JAVA core knowledge: database

1.1. Storage Engine

1.1.1. Concept

The database storage engine is the underlying software organization of the database, and the database management system (DBMS) uses the data engine to create, query, update, and delete data. Different storage engines provide different storage mechanisms, indexing techniques, locking levels and other functions. Using different storage engines can also obtain specific functions. Many different database management systems now support a variety of different data engines. The storage engines mainly include:

  1. MyIsam
  2. InnoDB
  3. Memory
  4. Archive
  5. Federated

1.1.2. InnoDB (B+ tree)

The underlying storage structure of InnoDB is a B+ tree. Each node of the B tree corresponds to a page of InnoDB. The page size is fixed, generally set to 16k. Among them, non-leaf nodes only have key values, and leaf nodes contain completed data.
Insert picture description here

Applicable scenarios:
1) Frequently updated tables, suitable for handling multiple concurrent update requests.
2) Support affairs.
3) It can be recovered from a disaster (via bin-log, etc.).
4) Foreign key constraints. Only he supports foreign keys.
5) Support for automatically adding column attribute auto_increment.

1.1.3. TokuDB (Fractal Tree-node with data)

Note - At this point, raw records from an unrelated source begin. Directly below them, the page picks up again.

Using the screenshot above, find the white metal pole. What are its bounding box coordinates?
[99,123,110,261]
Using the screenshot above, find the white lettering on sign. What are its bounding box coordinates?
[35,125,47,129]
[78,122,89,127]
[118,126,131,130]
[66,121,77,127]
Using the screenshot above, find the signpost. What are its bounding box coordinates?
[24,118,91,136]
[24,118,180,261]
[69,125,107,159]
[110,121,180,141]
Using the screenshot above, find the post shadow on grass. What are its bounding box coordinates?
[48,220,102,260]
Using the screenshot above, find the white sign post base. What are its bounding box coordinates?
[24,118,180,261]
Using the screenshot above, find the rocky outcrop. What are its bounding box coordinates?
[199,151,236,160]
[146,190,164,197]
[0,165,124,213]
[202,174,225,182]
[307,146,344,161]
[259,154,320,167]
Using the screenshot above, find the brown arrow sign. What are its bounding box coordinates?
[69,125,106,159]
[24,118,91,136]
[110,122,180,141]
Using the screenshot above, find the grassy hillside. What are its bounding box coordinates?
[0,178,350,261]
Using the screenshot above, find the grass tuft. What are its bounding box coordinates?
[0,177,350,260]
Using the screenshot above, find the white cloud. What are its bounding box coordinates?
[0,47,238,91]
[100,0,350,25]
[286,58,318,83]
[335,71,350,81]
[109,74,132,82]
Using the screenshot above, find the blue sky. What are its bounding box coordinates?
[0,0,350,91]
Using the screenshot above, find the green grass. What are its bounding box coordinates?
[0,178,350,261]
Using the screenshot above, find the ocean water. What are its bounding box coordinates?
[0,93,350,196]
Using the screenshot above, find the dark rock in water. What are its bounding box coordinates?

TokuDB underlying storage Fractal Tree structure, somewhat similar Fractal Tree and B + tree structure, in the Fractal Tree in 每一个 child 指针除了需要指向一个 child 节点外,还会带有一个 Message Buffer ,这个Message Buffer 是一个 FIFO 的队列,用来缓存更新操作.
For example, an insert operation only needs the Message Buffer that falls on a certain node to return immediately, without the need to search for leaf nodes. These cache updates will be asynchronously merged and applied to the corresponding nodes during query or in the background.
Insert picture description here

TokuDB adds indexes online, does not affect read and write operations, and has very fast write performance. Fractal-tree has advantages in transaction implementation. It is mainly suitable for archiving data or historical data that is not frequently accessed.

1.1.4. MyIASM

MyIASM is the default engine of MySQL, but it does not provide support for database transactions, nor does it support row-level locks and foreign keys. Therefore, when INSERT (insert) or UPDATE (update) data, write operations need to lock the entire table, which is efficient It will be lower.
ISAM is executed 读取操作的速度很快without taking up a lot of memory and storage resources. At the beginning of the design, it was envisaged that the data was organized into fixed-length records and stored in order. —ISAM is a static index structure.
缺点是它不 支持事务处理.

1.1.5. Memory

Memory (also called HEAP) heap memory: Use the content stored in memory to create a table. Each MEMORY table actually corresponds to only one disk file. MEMORY type table access is very fast, because its data is placed in memory, and the HASH index is used by default. But once the service is closed, the data in the table will be lost. Memory 同时支持散列索引和 B 树索引,B树索引可以使用部分查询和通配查询, you can also use operators such as <,> and >= to facilitate data mining. The hash index is equal faster but the range is much slower.

1.2. Index

Index is a data structure that helps MySQL obtain data efficiently. Common query algorithms, sequential search, binary search, binary sort tree search, hash hash method, block search, balanced multi-way search tree B-tree (B-tree)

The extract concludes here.